Louisville holds the top spot, while North Carolina leads this season’s Final Four teams
By ANDREW BEATON
March 31, 2016 5:25 p.m. ET
It was a season that the Louisville men’s basketball team likely wants to forget, as the school self-imposed a postseason ban amid a recruiting scandal in which a former escort said she had sex with basketball players and recruits in exchange for money. When the team announced the ban, Louisville president James Ramsey declined to comment until the investigation was complete, but said it was “reasonable to conclude that violations had occurred in the men’s basketball program in the past.”
Despite the controversy, Louisville remains college basketball’s most valuable team. The bad news is their $301.3 million valuation is down $66.1 million from last year’s ranking, according to an annual study by Ryan Brewer, an assistant professor of finance at Indiana University-Purdue University Columbus.
Brewer analyzed each program’s revenues and expenses and made cash-flow adjustments, risk assessments and growth projections to calculate what a college team would be worth on the open market, if it could be bought and sold like a professional franchise.
Louisville is the only team worth more than $300 million after last year’s No. 2 team, Arizona, fell more than 25% from $315 million to $235.4 million.

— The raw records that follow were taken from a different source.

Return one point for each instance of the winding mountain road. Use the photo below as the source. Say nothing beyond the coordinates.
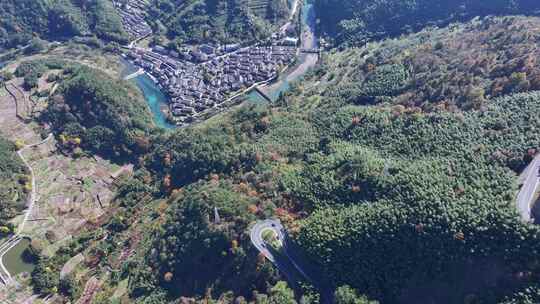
(530, 181)
(32, 197)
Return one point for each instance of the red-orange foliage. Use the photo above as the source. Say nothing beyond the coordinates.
(459, 236)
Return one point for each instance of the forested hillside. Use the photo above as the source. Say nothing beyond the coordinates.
(218, 20)
(21, 19)
(449, 69)
(14, 184)
(401, 201)
(393, 165)
(354, 21)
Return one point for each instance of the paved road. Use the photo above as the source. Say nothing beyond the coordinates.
(5, 276)
(285, 261)
(32, 198)
(530, 179)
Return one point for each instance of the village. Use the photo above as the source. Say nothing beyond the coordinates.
(200, 79)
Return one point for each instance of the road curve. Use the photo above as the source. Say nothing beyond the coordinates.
(530, 180)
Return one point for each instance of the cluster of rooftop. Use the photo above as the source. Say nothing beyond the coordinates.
(200, 81)
(132, 13)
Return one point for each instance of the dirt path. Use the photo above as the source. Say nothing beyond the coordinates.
(32, 197)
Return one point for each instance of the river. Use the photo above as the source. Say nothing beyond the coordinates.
(157, 101)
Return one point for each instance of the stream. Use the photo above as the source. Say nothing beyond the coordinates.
(158, 102)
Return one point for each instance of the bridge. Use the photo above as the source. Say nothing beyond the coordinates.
(311, 51)
(133, 75)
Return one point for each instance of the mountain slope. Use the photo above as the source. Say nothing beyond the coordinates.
(21, 19)
(354, 21)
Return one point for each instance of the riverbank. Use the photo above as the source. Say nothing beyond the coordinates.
(306, 61)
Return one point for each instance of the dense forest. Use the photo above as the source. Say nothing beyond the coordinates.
(14, 185)
(392, 165)
(20, 20)
(356, 21)
(217, 20)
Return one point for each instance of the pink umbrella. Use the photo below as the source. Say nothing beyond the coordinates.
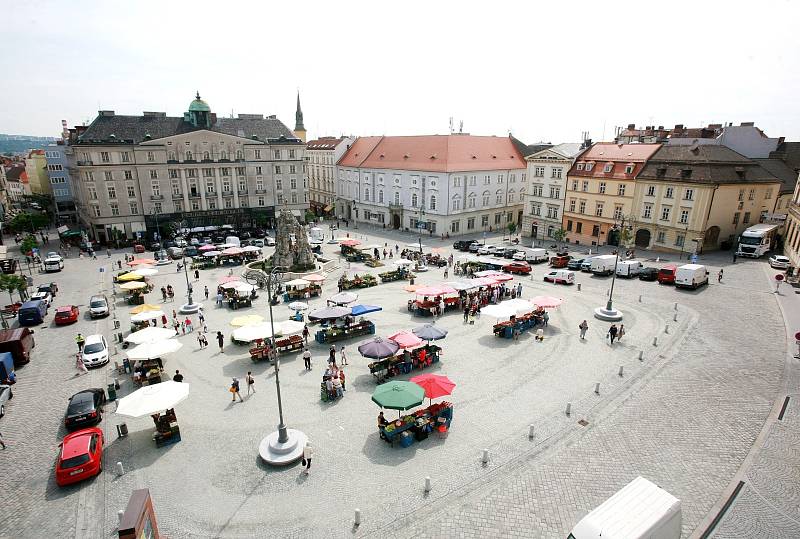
(435, 290)
(406, 339)
(546, 301)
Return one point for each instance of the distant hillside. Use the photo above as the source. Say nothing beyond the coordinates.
(14, 144)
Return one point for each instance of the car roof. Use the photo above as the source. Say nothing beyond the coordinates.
(77, 443)
(91, 339)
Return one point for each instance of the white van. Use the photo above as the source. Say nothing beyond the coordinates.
(691, 276)
(560, 276)
(603, 264)
(628, 268)
(640, 510)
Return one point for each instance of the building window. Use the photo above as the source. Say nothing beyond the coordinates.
(598, 209)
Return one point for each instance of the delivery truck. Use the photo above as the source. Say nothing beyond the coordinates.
(640, 510)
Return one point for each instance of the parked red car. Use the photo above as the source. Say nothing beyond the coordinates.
(81, 456)
(67, 314)
(523, 268)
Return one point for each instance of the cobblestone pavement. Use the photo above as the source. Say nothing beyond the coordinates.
(684, 417)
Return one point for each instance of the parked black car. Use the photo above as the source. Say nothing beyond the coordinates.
(85, 408)
(648, 274)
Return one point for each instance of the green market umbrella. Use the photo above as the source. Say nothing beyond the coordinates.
(398, 395)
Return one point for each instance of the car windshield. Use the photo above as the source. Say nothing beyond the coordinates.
(93, 348)
(74, 461)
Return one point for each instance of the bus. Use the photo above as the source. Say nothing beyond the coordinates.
(757, 240)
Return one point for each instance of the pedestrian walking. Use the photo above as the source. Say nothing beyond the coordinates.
(308, 453)
(251, 383)
(612, 333)
(80, 340)
(235, 390)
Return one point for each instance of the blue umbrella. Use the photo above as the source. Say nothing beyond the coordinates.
(357, 310)
(429, 332)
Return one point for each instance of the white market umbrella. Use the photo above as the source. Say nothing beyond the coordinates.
(151, 350)
(147, 316)
(153, 399)
(150, 334)
(145, 272)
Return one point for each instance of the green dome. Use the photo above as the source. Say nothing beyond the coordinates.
(198, 105)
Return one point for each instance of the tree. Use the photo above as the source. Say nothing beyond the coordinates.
(28, 244)
(559, 235)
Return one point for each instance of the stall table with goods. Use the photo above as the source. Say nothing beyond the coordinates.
(419, 425)
(404, 363)
(335, 333)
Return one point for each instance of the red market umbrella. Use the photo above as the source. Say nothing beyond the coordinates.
(435, 385)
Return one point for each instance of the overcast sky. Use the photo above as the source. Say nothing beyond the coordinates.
(546, 71)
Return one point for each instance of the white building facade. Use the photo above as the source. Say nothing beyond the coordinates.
(450, 184)
(544, 197)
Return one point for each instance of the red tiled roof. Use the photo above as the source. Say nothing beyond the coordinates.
(434, 153)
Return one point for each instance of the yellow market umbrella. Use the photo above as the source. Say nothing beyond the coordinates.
(130, 277)
(147, 307)
(246, 320)
(133, 286)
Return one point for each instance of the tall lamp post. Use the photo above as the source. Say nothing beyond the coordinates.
(283, 446)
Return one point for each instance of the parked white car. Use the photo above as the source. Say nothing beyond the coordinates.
(95, 351)
(779, 261)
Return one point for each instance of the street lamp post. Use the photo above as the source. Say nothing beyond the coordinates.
(285, 445)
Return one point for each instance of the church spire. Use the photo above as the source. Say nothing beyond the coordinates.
(299, 129)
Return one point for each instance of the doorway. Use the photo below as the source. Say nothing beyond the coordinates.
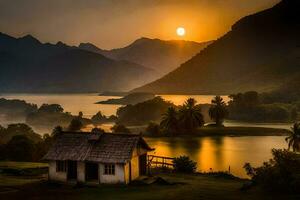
(72, 170)
(91, 171)
(143, 164)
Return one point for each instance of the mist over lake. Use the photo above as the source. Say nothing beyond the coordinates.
(211, 153)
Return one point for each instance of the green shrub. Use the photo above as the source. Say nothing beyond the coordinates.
(184, 164)
(280, 174)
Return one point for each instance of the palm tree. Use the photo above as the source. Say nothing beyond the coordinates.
(294, 138)
(170, 120)
(218, 110)
(190, 116)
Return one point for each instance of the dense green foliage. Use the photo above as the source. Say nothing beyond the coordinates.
(184, 164)
(190, 116)
(218, 110)
(294, 138)
(280, 174)
(20, 143)
(250, 106)
(6, 134)
(143, 113)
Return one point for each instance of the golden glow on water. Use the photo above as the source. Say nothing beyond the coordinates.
(180, 99)
(209, 152)
(218, 153)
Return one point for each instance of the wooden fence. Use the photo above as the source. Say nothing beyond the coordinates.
(159, 161)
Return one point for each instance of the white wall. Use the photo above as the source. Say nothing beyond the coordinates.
(118, 177)
(81, 171)
(126, 173)
(56, 176)
(135, 172)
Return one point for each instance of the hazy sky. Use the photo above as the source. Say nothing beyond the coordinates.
(116, 23)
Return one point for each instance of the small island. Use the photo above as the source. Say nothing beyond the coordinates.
(130, 99)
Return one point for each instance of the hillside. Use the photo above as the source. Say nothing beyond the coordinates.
(162, 56)
(27, 65)
(260, 53)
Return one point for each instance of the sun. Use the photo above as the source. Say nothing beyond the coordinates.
(180, 31)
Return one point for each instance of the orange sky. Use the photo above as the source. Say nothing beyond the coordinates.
(116, 23)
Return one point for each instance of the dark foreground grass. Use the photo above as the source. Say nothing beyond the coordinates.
(186, 187)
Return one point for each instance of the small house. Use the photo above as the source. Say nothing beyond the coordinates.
(97, 157)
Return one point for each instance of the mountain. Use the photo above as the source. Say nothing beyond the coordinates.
(162, 56)
(261, 52)
(27, 65)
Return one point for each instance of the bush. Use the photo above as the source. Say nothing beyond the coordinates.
(280, 174)
(184, 164)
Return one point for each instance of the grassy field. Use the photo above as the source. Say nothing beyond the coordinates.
(185, 187)
(20, 173)
(21, 165)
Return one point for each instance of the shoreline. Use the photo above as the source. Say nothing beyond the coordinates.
(228, 132)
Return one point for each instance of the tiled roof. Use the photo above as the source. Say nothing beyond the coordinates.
(95, 147)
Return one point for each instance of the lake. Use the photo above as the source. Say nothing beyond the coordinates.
(217, 153)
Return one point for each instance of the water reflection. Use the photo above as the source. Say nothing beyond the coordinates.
(218, 153)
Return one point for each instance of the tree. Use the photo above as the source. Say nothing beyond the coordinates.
(190, 116)
(97, 130)
(75, 125)
(20, 148)
(279, 174)
(184, 164)
(218, 110)
(294, 138)
(169, 120)
(120, 128)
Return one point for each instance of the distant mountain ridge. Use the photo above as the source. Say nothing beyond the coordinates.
(161, 55)
(27, 65)
(261, 52)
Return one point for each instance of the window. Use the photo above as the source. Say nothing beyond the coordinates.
(109, 169)
(61, 166)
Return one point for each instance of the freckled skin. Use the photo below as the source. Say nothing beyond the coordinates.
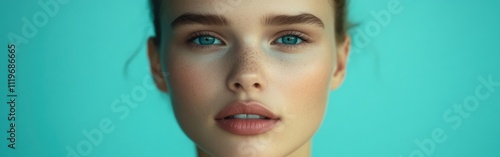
(293, 83)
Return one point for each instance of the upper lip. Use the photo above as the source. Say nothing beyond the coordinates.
(241, 107)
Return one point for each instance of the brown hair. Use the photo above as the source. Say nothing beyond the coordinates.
(339, 6)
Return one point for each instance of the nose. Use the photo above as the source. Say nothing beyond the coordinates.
(247, 74)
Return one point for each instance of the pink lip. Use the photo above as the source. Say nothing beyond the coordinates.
(246, 126)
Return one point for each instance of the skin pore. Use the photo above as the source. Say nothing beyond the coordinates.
(285, 54)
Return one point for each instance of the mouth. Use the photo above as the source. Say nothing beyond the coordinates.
(246, 118)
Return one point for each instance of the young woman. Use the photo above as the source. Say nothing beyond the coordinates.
(249, 77)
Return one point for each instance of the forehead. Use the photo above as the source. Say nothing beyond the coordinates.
(248, 10)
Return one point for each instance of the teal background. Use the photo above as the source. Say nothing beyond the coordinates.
(399, 85)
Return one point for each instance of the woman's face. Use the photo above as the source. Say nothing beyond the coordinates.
(248, 77)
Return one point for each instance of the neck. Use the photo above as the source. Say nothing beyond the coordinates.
(302, 151)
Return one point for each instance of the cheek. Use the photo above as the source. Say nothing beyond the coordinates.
(305, 86)
(192, 85)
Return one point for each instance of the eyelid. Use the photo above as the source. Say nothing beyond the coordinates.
(205, 33)
(305, 38)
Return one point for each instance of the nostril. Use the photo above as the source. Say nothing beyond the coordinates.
(237, 85)
(256, 85)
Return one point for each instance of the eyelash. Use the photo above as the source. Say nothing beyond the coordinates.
(305, 39)
(201, 34)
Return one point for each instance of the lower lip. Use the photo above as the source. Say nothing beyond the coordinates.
(246, 126)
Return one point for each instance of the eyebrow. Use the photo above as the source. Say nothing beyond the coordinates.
(212, 19)
(203, 19)
(304, 18)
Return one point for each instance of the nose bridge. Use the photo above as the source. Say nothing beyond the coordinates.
(246, 59)
(246, 68)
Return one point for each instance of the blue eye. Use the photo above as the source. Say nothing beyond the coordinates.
(207, 40)
(289, 40)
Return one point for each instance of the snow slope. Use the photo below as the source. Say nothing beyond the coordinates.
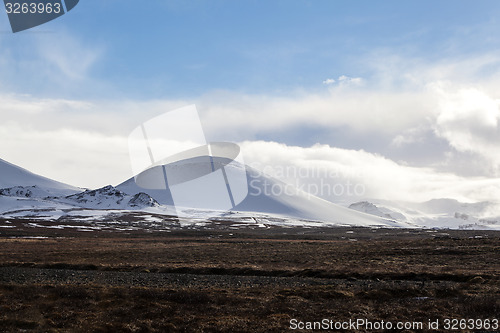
(275, 198)
(12, 176)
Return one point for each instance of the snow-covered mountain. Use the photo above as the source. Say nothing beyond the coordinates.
(24, 194)
(14, 177)
(271, 196)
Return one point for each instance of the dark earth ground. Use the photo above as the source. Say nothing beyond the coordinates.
(246, 280)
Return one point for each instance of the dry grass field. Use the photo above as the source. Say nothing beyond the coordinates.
(243, 281)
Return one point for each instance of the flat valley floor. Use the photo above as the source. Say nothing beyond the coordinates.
(245, 280)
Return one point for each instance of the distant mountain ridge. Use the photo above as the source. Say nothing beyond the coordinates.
(12, 176)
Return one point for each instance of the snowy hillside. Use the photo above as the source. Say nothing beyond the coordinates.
(270, 196)
(12, 176)
(269, 202)
(442, 213)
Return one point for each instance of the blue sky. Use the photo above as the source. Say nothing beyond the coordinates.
(405, 87)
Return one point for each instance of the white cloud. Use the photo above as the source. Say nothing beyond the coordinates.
(469, 119)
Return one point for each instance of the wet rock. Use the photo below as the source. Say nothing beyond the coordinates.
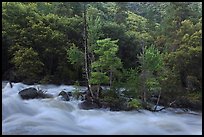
(65, 95)
(88, 105)
(29, 93)
(32, 93)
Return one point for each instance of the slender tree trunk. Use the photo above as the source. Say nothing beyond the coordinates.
(157, 101)
(111, 75)
(86, 60)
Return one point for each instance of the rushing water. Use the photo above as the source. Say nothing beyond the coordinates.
(54, 116)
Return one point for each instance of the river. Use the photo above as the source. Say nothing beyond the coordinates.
(57, 117)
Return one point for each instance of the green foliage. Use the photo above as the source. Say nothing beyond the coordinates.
(151, 59)
(135, 104)
(107, 61)
(27, 63)
(98, 78)
(74, 55)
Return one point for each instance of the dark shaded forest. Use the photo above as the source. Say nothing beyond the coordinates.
(151, 49)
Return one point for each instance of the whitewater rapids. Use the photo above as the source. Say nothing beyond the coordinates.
(56, 117)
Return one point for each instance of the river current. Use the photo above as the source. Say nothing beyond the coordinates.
(56, 117)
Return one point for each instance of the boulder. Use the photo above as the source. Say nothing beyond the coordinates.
(28, 93)
(32, 93)
(65, 95)
(88, 105)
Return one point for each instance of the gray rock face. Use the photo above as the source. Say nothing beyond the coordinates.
(65, 95)
(32, 93)
(29, 93)
(88, 105)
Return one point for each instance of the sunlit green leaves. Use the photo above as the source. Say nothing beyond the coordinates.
(74, 55)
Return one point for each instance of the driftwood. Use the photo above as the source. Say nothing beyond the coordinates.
(163, 107)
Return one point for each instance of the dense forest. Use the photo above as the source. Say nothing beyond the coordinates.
(148, 49)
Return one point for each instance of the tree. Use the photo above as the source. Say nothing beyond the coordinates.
(151, 63)
(107, 63)
(27, 64)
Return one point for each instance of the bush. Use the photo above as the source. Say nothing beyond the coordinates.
(135, 104)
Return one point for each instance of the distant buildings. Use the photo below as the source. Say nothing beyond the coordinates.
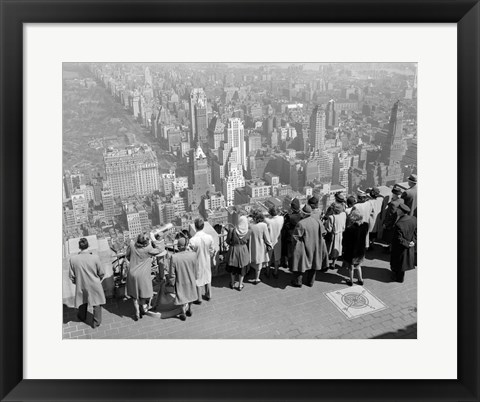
(132, 171)
(198, 116)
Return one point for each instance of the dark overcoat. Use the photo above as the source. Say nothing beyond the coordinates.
(410, 198)
(402, 257)
(289, 225)
(182, 275)
(390, 218)
(86, 272)
(308, 252)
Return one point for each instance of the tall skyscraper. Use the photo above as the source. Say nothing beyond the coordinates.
(80, 208)
(198, 116)
(331, 117)
(132, 171)
(199, 179)
(108, 203)
(235, 140)
(317, 128)
(394, 146)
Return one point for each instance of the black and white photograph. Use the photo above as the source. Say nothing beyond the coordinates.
(239, 200)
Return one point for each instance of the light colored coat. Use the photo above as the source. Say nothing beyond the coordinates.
(309, 251)
(202, 244)
(86, 273)
(366, 210)
(181, 276)
(259, 240)
(275, 225)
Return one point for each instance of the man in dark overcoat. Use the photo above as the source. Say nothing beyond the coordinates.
(86, 273)
(182, 278)
(307, 254)
(410, 195)
(404, 239)
(291, 220)
(391, 215)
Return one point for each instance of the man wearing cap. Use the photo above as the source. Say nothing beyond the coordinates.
(181, 278)
(391, 214)
(337, 204)
(291, 220)
(86, 273)
(308, 255)
(410, 195)
(404, 238)
(366, 210)
(202, 244)
(376, 200)
(317, 214)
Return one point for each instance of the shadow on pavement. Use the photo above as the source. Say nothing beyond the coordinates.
(70, 314)
(120, 307)
(376, 274)
(409, 332)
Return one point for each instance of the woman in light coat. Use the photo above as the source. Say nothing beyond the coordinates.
(335, 226)
(275, 225)
(139, 278)
(260, 244)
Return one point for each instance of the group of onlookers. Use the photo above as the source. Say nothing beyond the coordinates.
(305, 240)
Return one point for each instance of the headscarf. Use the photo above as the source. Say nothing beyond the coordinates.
(242, 226)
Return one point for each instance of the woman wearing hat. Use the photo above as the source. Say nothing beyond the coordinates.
(238, 258)
(354, 245)
(335, 226)
(139, 278)
(391, 214)
(260, 244)
(376, 200)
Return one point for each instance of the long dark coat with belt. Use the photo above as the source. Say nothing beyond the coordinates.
(402, 257)
(390, 218)
(86, 272)
(410, 198)
(182, 277)
(288, 243)
(308, 252)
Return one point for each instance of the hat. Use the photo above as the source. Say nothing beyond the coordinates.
(313, 202)
(295, 205)
(307, 210)
(375, 192)
(339, 197)
(404, 208)
(181, 242)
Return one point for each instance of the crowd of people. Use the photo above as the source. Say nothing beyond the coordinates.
(304, 240)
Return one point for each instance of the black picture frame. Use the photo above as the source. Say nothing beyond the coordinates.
(14, 13)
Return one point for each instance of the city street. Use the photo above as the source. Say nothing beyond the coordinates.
(271, 309)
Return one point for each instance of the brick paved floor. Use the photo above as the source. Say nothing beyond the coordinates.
(271, 309)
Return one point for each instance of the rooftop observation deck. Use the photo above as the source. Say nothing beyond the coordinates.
(271, 309)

Kansas moved into second place this year at $258.2 million despite an 11.4% decline of their own. Virginia, worth $79.2 million, was among the biggest gainers, shooting up 84% year-over-year. Overall, values are up a small 1.9% from a year ago, according to Brewer, who studied 175 of Division I’s 351 teams, accounting for those in major conferences and others that have made the tournament in recent years.
As for the Final Four teams, North Carolina ($221.6 million, up 39.8%) leads the pack as the country’s seventh-most valuable team, followed closely by Syracuse ($203.9 million, up 0.5%) in ninth place. Oklahoma ($51.2 million, up 8.3%) and Villanova ($40.4 million, down 12.9%) ranked 39th and 54th, respectively.